Abstract
The accurate determination of sugar content in tangerines plays a pivotal role in assessing their quality, nutritional value, and marketability. Traditional methods for sugar quantification often involve time-consuming and resource-intensive processes. In this paper, we introduce a novel approach for sugar determination in tangerines utilizing fluorescence spectroscopy in conjunction with an improved Partial Least Squares (iPLS) algorithm. A robust testing model was developed, incorporating a diverse dataset of tangerine samples with known sugar concentrations. Fluorescence spectra were acquired for 80 samples, of which 37 were used to build the iPLS model and were considered as the training dataset. The remaining 43 samples served as the validation dataset and were used to show the model’s efficacy. The training dataset was evaluated using cross-validation, and F-values were computed to determine how many main components should be utilized to build the model. The result approved validation dataset’s R-square and root-mean-square error were 0.9777 and 0.002992, respectively. These findings open the door to broader applications in the citrus industry and beyond, with the potential for automating the analysis process and improving overall quality control.
Introduction
Tangerines, renowned for their sweet and tangy flavor, are a popular citrus fruit enjoyed worldwide.1,2 The sugar content in tangerines not only influences their taste but also serves as a critical indicator of their quality, ripeness, and nutritional value.
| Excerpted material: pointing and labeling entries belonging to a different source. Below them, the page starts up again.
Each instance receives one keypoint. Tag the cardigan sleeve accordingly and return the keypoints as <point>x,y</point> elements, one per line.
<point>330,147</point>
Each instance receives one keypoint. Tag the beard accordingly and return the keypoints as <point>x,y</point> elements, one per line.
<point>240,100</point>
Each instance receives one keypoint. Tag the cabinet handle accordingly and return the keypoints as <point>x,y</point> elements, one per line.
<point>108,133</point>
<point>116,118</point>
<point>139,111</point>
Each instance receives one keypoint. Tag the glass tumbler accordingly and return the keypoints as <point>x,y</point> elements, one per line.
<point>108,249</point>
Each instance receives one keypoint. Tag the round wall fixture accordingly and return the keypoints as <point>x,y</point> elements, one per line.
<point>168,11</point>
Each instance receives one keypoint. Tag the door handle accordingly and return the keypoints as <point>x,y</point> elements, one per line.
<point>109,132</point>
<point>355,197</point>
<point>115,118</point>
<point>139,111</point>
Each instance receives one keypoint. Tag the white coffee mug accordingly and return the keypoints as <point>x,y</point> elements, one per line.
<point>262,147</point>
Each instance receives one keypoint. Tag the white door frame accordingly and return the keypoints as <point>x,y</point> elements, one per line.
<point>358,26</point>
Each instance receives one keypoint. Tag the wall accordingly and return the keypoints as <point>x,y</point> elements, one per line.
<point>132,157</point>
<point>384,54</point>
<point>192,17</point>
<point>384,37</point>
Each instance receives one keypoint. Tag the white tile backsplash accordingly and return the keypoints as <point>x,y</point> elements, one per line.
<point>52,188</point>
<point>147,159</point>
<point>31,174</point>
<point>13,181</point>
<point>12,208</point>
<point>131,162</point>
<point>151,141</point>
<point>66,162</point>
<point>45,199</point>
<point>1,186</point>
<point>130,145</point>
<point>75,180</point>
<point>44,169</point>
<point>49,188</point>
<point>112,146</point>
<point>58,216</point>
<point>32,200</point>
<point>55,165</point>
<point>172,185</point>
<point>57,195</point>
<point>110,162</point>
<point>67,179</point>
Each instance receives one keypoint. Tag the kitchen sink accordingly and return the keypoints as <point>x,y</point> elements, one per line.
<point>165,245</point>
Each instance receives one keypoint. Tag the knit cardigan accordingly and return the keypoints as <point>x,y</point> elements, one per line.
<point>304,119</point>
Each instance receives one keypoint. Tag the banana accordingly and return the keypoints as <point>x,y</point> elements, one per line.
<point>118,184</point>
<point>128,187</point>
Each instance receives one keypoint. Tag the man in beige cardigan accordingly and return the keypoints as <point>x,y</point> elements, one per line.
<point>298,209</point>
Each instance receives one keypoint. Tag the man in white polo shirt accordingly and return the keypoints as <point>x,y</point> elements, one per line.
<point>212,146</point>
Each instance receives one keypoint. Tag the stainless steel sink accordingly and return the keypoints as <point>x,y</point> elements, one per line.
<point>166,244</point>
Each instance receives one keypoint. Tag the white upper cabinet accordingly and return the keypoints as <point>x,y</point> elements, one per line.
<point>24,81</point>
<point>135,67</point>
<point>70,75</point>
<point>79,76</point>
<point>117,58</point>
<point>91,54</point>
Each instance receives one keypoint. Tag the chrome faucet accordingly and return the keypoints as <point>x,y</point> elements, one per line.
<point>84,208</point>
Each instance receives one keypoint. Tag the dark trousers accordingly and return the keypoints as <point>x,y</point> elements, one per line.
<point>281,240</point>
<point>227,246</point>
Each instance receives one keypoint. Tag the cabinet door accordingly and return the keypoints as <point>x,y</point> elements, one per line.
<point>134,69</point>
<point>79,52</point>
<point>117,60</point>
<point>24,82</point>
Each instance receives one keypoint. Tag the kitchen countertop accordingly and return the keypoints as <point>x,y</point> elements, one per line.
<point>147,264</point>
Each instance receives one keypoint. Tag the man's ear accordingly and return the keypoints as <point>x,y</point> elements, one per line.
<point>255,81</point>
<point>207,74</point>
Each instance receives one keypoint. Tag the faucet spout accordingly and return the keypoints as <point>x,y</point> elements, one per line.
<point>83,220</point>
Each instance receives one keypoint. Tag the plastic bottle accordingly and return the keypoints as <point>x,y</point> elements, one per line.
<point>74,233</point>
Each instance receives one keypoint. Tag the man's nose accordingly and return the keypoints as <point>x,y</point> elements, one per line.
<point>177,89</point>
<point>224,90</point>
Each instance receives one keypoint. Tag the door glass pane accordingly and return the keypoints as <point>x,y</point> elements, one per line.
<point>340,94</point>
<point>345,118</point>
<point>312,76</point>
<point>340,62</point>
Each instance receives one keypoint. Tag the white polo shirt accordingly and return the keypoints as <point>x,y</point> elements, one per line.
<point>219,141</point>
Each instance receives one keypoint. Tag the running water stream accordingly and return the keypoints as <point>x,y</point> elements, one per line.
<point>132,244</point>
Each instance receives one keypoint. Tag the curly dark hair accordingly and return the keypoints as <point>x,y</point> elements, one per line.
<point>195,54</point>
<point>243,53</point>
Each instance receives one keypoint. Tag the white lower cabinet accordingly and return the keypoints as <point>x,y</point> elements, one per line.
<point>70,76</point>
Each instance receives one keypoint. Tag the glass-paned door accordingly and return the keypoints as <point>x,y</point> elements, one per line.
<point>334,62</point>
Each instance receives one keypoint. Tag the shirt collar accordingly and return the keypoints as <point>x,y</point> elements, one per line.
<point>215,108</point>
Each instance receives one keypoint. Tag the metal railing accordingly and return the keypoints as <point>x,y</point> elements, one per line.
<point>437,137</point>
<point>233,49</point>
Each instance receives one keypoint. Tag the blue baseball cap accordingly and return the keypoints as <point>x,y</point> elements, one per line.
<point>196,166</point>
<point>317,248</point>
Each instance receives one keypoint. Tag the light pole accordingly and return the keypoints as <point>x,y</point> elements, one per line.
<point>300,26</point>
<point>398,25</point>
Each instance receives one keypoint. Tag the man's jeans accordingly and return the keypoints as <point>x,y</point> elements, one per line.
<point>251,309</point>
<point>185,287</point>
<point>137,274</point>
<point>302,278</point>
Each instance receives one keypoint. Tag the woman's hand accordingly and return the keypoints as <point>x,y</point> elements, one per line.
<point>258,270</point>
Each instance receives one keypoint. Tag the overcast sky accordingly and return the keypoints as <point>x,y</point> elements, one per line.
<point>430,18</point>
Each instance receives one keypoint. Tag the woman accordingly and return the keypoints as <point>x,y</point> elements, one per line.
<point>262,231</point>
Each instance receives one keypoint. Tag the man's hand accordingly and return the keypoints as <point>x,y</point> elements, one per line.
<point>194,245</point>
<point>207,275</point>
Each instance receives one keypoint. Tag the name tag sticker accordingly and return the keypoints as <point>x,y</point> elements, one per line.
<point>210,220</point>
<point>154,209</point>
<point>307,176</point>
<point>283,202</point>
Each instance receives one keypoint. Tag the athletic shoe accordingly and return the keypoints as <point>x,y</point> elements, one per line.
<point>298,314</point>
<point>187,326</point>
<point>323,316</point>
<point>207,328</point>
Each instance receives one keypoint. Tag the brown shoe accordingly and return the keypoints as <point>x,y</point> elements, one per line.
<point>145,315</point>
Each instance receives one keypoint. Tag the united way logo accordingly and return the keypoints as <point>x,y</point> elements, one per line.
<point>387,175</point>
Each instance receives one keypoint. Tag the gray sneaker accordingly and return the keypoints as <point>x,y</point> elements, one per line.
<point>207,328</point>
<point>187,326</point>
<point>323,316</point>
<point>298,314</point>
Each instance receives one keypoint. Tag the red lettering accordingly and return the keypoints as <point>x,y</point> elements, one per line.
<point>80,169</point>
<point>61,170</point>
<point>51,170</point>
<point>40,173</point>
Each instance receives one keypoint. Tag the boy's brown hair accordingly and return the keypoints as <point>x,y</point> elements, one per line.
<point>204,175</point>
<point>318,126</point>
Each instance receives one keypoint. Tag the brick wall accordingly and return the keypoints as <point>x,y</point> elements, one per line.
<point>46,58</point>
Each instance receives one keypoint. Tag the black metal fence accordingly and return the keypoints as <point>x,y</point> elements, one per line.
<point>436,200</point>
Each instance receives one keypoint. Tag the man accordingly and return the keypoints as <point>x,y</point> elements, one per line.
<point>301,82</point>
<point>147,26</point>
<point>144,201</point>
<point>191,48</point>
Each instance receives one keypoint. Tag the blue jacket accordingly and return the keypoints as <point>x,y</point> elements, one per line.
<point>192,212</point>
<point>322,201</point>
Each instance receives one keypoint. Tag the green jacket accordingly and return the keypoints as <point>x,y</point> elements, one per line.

As such, accurate and efficient methods for determining sugar levels in tangerines are of paramount importance to growers, distributors, and consumers alike. The sugar profile of tangerines encompasses several components, with the primary focus often placed on measuring the concentration of simple sugars, such as glucose, fructose, and sucrose. These sugars contribute not only to the fruit’s sweetness but also influence its texture and mouthfeel. The intricate balance of sugars in tangerines undergoes dynamic changes during the fruit’s maturation process, impacting both taste perception and the overall sensory experience. In the realm of sugar assessment for tangerines, standardized methods and protocols are imperative to ensure accuracy and reliability. Various techniques, such as chromatography, spectrophotometry, and spectroscopy, are employed to quantify sugar levels with precision. These methods provide a detailed breakdown of the sugar composition, aiding in the evaluation of specific sugar types and their relative proportions. Furthermore, industry standards often guide the assessment of sugar in tangerines, outlining parameters for acceptable sugar levels that align with desired flavor profiles. Soluble Solids Content (SSC), representing the total dissolved solids in the fruit juice, is a key metric. Additionally, Titrable Acidity (TA), reflecting the acidity of the juice, complements the assessment, offering a comprehensive view of the fruit’s organoleptic properties. Therefore, a rapid, efficient, and high-precision detection method for sugars in tangerine has an important application value for the development of the tangerine industry.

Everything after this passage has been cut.